Collins, Murphy, Nair, and Strecher2 reviewed shortcomings of this approach. While acknowledging that RCTs are the undisputed gold standard for assessing the effect of an intervention as a package once it has been developed, they pointed out that the post hoc analyses that typically follow a RCT in order to inform further intervention design and evaluation are subject to bias because they are not based on random assignment. As a result the cycle of intervention – RCT – post hoc analyses – revision of intervention – RCT is likely to lead very slowly, if at all, to an optimized intervention.
Collins et al. also pointed out that most behavioral interventions can be considered an aggregation of a set of components. Some intervention components are a part of the program itself (e.g. program content). Others may be more concerned with the delivery of the program (e.g., whether a message is delivered by a lay person or by a physician). Some components may be having the intended effect; others may be having no effect at all; and others may even be reducing the overall potency of the intervention. Because the traditional RCT evaluates the intervention only as a whole, using the RCT alone does not enable isolation of the effects of individual program or delivery components. A different experimental approach is necessary to accomplish this.
We suggest MOST as an alternative way of building, optimizing and evaluating e-health interventions. MOST incorporates the standard RCT, but before the RCT is undertaken also includes a principled method for identifying which components are active in an intervention, and which doses of each component lead to the best outcomes. The principles underlying MOST are drawn from engineering, and emphasize efficiency. MOST consists of three phases, each of which addresses a different set of questions about the intervention by means of randomized experimentation.
Figure 1 offers an outline of the three phases of MOST. The first phase is screening. The starting point for the screening phase is a previously identified finite set of intervention components, made up of program components and/or delivery components. It is assumed that there is some theoretical basis for the choice of these components. It is also assumed that any initial pilot testing necessary to assess feasibility and finalize the details of implementation has been completed prior to the start of the screening phase.
The objective of the screening phase is to address questions like the following: Which of the set of program components are active and contributing to positive outcomes, and should be included in the intervention? Which program components are inactive or counterproductive, and should be discarded? Which of the set of delivery components are active and make a difference in the intervention outcome, and thus play a role in maintaining intervention fidelity? Decisions about which program and delivery components are active and should be retained and which are inactive and should be discarded are made based on the results of a randomized experiment. (Experimental design alternatives are discussed below.) The decision may be made on the basis of statistical significance at any alpha level deemed appropriate, or on the basis of estimated effect size. In addition, cost in relation to incremental contribution to the desired outcome may be a consideration. At the conclusion of the screening phase, a set of program and delivery components that are to be retained for further examination has been identified. This set of components constitutes a “first draft” intervention.

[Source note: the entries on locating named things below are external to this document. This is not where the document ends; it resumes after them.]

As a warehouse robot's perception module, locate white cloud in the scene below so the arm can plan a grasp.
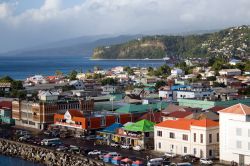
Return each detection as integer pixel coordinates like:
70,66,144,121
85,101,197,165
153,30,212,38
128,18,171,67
0,0,250,51
0,3,11,19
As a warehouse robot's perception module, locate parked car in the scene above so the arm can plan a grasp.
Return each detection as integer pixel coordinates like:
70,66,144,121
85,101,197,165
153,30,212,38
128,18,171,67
82,149,93,155
181,154,199,163
88,150,102,155
200,158,213,165
56,145,68,151
110,142,120,148
18,135,31,141
85,135,96,141
133,145,144,151
68,145,80,154
121,145,132,149
147,158,164,166
164,152,177,157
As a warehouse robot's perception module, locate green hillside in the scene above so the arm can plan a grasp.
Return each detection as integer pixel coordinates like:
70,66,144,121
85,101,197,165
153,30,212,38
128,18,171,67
92,26,250,59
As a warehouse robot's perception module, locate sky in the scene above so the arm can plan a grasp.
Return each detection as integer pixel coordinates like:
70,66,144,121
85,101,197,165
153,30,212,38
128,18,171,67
0,0,250,52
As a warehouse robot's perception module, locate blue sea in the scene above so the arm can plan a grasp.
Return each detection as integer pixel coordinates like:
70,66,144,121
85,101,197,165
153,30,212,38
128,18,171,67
0,56,164,80
0,155,42,166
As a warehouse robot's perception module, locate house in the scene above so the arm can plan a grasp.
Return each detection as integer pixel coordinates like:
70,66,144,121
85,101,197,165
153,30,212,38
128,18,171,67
69,80,85,90
229,59,241,66
37,91,59,101
114,120,155,149
12,99,94,130
97,123,123,145
154,119,219,158
0,82,11,93
219,69,241,76
54,110,131,133
171,68,184,77
219,103,250,165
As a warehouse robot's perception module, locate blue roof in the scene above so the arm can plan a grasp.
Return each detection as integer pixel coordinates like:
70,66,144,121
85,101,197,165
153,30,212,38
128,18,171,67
101,123,123,133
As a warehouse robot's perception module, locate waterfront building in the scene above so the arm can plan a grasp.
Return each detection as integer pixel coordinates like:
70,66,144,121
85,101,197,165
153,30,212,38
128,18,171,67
12,100,94,130
219,104,250,165
154,119,219,158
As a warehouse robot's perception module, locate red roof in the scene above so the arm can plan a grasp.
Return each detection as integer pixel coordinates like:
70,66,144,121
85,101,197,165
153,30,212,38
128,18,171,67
156,119,219,130
0,101,12,108
167,111,192,118
138,112,162,123
219,103,250,115
209,106,225,112
68,110,83,117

This “first draft” intervention is the starting point for the next phase of MOST, the refining phase. In this phase the “first draft” intervention is examined further, with the objective of fine-tuning the intervention and arriving at a “final draft.” The specific activities of the refining phase depend on the intervention being considered, but in general focus on questions such as: Given the components identified in the screening phase, what are the optimal doses? Does the optimal dose vary depending on individual or group characteristics? As in the screening phase, in the refining phase decisions are based on randomized experimentation, and cost may be a consideration. At the conclusion of the refining phase, the investigator has identified an optimized “final draft” intervention consisting of a set of active program and delivery components at the best doses.
The “final draft” intervention provides the starting point for the third phase of MOST, confirming. In the confirming phase this optimized intervention is evaluated in a standard RCT. The confirming phase addresses questions such as: Is this intervention, as a package, efficacious? Is the intervention effect large enough to justify investment in community implementation?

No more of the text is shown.